De Klerk's red carpet

September 26, 1990

Since the establishment of apartheid in South Africa in 1948, ** U.S leaders have studiously avoided giving Pretoria the legitimacy a presidential audience confers. So the question is, what has changed in South Africa to lead George Bush to meet with F.W. de Klerk this week and reverse this long-standing policy?

Optimists point to de Klerk's pledge to dismantle apartheid, release all political prisoners and move toward granting full political rights to South Africa's black majority.
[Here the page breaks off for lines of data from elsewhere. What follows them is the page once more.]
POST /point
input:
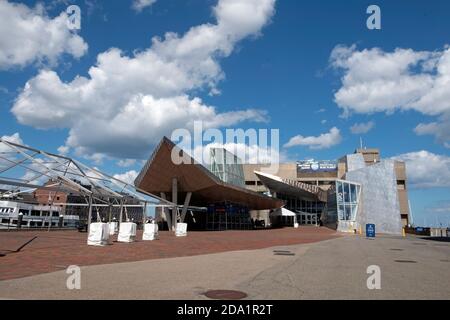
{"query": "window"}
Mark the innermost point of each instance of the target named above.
(347, 200)
(35, 213)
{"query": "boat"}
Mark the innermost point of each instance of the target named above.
(34, 216)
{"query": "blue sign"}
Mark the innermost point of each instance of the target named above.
(370, 230)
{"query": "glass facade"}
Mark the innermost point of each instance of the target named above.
(228, 216)
(347, 199)
(227, 167)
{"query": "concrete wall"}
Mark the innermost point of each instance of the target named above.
(379, 201)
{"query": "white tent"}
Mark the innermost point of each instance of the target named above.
(113, 226)
(98, 234)
(181, 230)
(150, 231)
(127, 232)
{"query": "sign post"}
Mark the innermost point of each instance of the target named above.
(370, 230)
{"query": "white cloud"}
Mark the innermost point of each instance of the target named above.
(361, 128)
(128, 102)
(29, 36)
(139, 5)
(14, 138)
(323, 141)
(128, 176)
(125, 163)
(441, 207)
(63, 150)
(377, 81)
(426, 170)
(440, 129)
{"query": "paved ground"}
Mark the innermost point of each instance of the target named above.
(331, 269)
(56, 250)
They cite the release of Nelson Mandela and the legalization of the African National Congress as evidence of good faith.

But skeptics note that although de Klerk let Mandela go, hundreds of other activists still languish in South African prisons and thousands of political refugees are unable to return home. Moreover, they argue, de Klerk has been unwilling or unable to stop the bloody factional fighting that has ravaged South Africa's impoverished black townships, and there are ominous reports that South African security forces may be abetting the violence to derail the reform process.
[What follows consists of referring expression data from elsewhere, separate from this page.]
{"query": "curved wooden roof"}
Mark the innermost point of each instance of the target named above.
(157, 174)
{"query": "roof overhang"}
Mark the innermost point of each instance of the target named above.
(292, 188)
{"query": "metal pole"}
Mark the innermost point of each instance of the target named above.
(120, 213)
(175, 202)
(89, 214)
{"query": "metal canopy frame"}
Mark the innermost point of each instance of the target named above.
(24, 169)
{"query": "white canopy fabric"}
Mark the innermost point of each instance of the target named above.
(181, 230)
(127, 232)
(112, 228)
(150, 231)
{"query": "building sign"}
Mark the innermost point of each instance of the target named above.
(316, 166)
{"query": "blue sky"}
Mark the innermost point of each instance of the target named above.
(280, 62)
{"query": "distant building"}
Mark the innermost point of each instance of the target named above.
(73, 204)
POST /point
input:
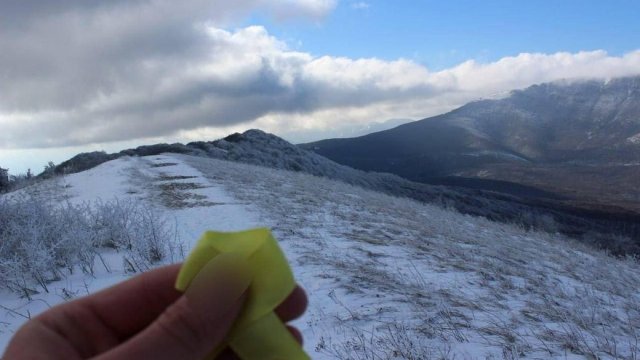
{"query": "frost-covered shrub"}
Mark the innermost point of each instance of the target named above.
(42, 242)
Both are right. It is indisputable that some progress has been made in "dismantling apartheid," as de Klerk promises. But there is also reason to question his sincerity when de Klerk speaks in riddles by promising "a vote of equal value" to all South Africans ++ in the future. Those words have a faintly disturbing ring of "separate but equal."

De Klerk can resolve these doubts simply by committing himself to a nation in which all citizens, regardless of color, have the same right to move about their country freely, to own property and live wherever they can afford to, to hold whatever jobs their talents and training entitle them to, to be accorded equal protection of the law in the courts of justice, and above all to vote for their representatives in the nation's supreme parliament -- in short, commit himself to non-racial democracy.